Humans don't understand their thought process either.

In general, neural nets do not have insight into what they are doing, because they can't. Can you tell me what neurons fired in the process of reading this text? No. You don't have access to that information. We can recursively model our own network and say something about which regions of the brain are probably involved due to other knowledge, but that's all a higher-level model. We have no access to our own inner workings, because that turns into an infinite regress problem of understanding our understanding of our understanding of ourselves that can't be solved.

The terminology of this next statement is a bit sloppy since this isn't a mathematics or computer science dissertation but rather a comment on HN, but: A finite system can not understand itself. You can put some decent mathematical meat on those bones if you try and there may be some degenerate cases where you can construct a system that understands itself for some definition of "understand", but in the absence of such deliberation and when building systems for "normal tasks" you can count on the system not being able to understand itself fully by any reasonably normal definition of "understand".

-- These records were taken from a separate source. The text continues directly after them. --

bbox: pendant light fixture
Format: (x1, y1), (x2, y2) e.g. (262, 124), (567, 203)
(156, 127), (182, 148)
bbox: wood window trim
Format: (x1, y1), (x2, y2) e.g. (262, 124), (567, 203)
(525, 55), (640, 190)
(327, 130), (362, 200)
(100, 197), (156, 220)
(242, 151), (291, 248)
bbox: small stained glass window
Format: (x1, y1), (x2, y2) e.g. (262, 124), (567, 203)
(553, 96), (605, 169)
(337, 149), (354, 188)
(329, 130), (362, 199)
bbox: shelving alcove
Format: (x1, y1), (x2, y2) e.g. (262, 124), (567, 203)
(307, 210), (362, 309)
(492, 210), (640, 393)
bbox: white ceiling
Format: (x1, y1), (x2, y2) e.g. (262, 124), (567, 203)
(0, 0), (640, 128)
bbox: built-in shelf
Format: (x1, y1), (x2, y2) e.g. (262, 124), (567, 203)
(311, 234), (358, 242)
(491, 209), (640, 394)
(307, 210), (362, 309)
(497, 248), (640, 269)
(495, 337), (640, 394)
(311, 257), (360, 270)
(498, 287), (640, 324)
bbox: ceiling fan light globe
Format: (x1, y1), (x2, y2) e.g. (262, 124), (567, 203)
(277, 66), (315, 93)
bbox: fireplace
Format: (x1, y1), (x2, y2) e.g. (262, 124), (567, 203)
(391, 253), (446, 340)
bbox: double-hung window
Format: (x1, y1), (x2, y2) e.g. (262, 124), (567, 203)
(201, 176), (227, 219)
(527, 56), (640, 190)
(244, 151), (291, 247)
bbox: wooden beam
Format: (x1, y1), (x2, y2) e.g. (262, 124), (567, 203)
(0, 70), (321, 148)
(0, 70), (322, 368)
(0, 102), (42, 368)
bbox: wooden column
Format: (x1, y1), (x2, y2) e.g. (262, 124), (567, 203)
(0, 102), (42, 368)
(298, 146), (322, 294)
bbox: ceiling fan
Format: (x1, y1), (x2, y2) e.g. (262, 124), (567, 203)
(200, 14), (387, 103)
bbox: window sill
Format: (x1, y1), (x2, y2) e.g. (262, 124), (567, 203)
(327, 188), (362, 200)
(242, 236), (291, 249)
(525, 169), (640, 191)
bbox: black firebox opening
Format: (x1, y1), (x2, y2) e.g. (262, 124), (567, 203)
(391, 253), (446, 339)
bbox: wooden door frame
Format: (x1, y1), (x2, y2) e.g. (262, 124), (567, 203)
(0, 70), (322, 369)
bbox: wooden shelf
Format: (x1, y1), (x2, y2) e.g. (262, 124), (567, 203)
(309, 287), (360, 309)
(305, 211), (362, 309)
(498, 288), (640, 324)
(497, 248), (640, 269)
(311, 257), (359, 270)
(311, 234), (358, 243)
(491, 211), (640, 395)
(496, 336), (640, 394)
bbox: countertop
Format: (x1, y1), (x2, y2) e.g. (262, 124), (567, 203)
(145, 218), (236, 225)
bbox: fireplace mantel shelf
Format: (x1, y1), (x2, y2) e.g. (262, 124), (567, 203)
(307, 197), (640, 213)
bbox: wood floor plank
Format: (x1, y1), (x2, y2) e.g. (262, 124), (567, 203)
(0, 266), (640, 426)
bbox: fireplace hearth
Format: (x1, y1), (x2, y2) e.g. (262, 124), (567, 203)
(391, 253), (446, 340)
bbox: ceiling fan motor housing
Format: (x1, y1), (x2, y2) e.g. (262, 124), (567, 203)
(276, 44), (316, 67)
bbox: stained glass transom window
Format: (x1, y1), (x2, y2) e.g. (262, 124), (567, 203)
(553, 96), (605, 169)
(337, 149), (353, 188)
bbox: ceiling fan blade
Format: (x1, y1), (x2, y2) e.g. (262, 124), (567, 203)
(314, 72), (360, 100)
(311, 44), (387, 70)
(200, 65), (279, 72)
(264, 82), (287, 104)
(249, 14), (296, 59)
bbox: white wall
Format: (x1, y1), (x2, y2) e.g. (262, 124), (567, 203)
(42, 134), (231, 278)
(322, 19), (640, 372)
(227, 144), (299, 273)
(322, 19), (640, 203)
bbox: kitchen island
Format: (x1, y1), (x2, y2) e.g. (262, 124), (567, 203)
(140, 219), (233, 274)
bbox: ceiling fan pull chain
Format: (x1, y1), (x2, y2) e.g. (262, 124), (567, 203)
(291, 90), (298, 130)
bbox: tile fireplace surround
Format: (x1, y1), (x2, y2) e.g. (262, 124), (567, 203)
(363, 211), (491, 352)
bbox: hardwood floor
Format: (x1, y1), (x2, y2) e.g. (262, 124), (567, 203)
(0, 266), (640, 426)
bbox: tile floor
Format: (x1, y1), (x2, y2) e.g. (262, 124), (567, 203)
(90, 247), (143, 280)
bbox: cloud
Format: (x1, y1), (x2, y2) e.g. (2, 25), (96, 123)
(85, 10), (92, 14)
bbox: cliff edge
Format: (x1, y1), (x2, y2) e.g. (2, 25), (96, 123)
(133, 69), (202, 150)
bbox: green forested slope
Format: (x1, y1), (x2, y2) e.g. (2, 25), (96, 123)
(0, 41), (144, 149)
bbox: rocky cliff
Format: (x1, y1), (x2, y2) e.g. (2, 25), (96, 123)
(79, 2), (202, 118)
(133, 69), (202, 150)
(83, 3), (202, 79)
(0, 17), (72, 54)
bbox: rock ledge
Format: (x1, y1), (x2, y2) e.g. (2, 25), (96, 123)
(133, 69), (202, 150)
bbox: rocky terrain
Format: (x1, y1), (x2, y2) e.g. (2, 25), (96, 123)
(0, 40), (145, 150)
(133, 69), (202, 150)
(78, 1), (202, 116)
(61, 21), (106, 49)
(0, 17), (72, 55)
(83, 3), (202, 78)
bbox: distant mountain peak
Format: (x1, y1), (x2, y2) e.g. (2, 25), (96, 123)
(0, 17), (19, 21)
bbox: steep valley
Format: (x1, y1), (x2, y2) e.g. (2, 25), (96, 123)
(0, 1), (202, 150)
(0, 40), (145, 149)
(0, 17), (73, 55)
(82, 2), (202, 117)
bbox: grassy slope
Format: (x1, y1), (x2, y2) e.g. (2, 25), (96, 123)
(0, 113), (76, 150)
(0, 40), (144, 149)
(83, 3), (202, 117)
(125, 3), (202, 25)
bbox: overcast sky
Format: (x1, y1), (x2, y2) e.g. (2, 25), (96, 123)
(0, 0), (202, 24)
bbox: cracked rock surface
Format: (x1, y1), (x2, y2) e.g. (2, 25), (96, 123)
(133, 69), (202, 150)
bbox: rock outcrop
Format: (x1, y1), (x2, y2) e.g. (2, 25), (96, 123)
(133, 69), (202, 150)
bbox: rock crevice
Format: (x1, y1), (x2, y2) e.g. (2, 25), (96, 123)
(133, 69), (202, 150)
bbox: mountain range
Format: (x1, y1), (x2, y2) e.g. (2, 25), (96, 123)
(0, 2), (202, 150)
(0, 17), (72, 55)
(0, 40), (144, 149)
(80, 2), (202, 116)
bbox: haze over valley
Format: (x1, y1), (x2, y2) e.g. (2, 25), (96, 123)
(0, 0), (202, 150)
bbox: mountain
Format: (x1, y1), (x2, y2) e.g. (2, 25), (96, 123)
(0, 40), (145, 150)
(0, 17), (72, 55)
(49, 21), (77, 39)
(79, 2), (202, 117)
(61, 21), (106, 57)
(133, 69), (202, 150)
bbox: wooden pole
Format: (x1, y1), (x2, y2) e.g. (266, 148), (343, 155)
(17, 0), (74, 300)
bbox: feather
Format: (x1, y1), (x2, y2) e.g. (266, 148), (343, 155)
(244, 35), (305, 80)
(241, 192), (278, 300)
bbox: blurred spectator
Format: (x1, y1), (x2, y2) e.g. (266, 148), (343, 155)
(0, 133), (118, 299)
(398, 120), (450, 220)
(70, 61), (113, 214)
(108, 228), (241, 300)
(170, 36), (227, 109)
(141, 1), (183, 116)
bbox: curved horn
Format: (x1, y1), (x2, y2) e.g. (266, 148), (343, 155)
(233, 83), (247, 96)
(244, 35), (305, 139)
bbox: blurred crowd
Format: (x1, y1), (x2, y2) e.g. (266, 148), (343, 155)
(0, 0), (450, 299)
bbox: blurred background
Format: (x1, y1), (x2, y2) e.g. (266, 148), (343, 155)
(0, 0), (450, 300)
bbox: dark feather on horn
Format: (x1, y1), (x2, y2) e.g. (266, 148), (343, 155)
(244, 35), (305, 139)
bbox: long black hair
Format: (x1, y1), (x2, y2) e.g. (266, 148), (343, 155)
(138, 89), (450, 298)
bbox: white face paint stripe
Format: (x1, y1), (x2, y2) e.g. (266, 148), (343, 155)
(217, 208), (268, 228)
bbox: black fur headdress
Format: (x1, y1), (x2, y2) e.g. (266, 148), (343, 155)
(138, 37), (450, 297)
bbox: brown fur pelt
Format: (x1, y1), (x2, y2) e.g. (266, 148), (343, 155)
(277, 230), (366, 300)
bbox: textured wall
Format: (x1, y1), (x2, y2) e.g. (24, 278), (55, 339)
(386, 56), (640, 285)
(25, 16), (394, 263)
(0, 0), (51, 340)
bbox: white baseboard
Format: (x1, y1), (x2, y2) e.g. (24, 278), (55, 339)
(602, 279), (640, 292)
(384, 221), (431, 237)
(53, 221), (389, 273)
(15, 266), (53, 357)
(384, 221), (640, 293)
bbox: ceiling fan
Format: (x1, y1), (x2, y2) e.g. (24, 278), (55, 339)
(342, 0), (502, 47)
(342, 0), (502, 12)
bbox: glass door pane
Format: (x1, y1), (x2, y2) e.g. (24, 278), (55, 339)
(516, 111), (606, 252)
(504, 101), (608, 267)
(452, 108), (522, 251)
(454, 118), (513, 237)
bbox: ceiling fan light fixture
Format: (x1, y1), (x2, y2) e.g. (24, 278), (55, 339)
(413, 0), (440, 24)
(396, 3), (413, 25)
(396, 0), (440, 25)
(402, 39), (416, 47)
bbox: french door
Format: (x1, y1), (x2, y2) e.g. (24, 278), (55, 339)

I've tried to find the link for this before, but I know it was on HN, where someone asked an LLM to do some simple arithmetic, like adding some numbers, and asked the LLM to explain how it was doing it. They also dug into the neural net activation itself and traced what neurons were doing what. While the LLM explanation was a perfectly correct explanation of how to do elementary school arithmetic, what the neural net actually did was something else entirely based around how neurons actually work, and basically it just "felt" its way to the correct answer having been trained on so many instances already. In much the same way as any human with modest experience in adding two digit numbers doesn't necessarily sit there and do the full elementary school addition algorithm but jumps to the correct answer in fewer steps by virtue of just having a very trained neural net.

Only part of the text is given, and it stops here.